Undoubtedly the monthly purchases by the Government of 4,500,000 ounces of silver, enforced under that statute, were regarded by those interested in silver production as a certain guaranty of its increase in price. The result, however, has been entirely different, for immediately following a spasmodic and slight rise the price of silver began to fall after the passage of the act, and has since reached the lowest point ever known. This disappointing result has led to renewed and persistent effort in the direction of free silver coinage.
Meanwhile not only are the evil effects of the operation of the present law constantly accumulating, but the result to which its execution must inevitably lead is becoming palpable to all who give the least heed to financial subjects.
This law provides that in payment for the 4,500,000 ounces of silver bullion which the Secretary of the Treasury is commanded to purchase monthly there shall be issued Treasury notes redeemable on demand in gold or silver coin, at the discretion of the Secretary of the Treasury, and that said notes may be reissued. It is, however, declared in the act to be “the established policy of the United States to maintain the two metals on a parity with each other upon the present legal ratio or such ratio as may be provided by law.” This declaration so controls the action of the Secretary of the Treasury as to prevent his exercising the discretion nominally vested in him if by such action the parity between gold and silver may be disturbed.
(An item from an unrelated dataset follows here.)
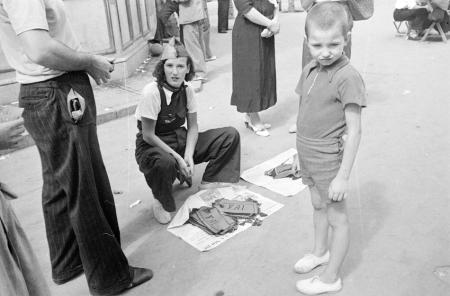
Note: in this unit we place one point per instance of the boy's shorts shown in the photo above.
(320, 160)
Manifestly a refusal by the Secretary to pay these Treasury notes in gold if demanded would necessarily result in their discredit and depreciation as obligations payable only in silver, and would destroy the parity between the two metals by establishing a discrimination in favor of gold.
Up to the 15th day of July, 1893, these notes had been issued in payment of silver-bullion purchases to the amount of more than $147,000,000. While all but a very small quantity of this bullion remains uncoined and without usefulness in the Treasury, many of the notes given in its purchase have been paid in gold. This is illustrated by the statement that between the 1st day of May, 1892, and the 15th day of July, 1893, the notes of this kind issued in payment for silver bullion amounted to a little more than $54,000,000, and that during the same period about $49,000,000 were paid by the Treasury in gold for the redemption of such notes.
The policy necessarily adopted of paying these notes in gold has not spared the gold reserve of $100,000,000 long ago set aside by the Government for the redemption of other notes, for this fund has already been subjected to the payment of new obligations amounting to about $150,000,000 on account of silver purchases, and has as a consequence for the first time since its creation been encroached upon.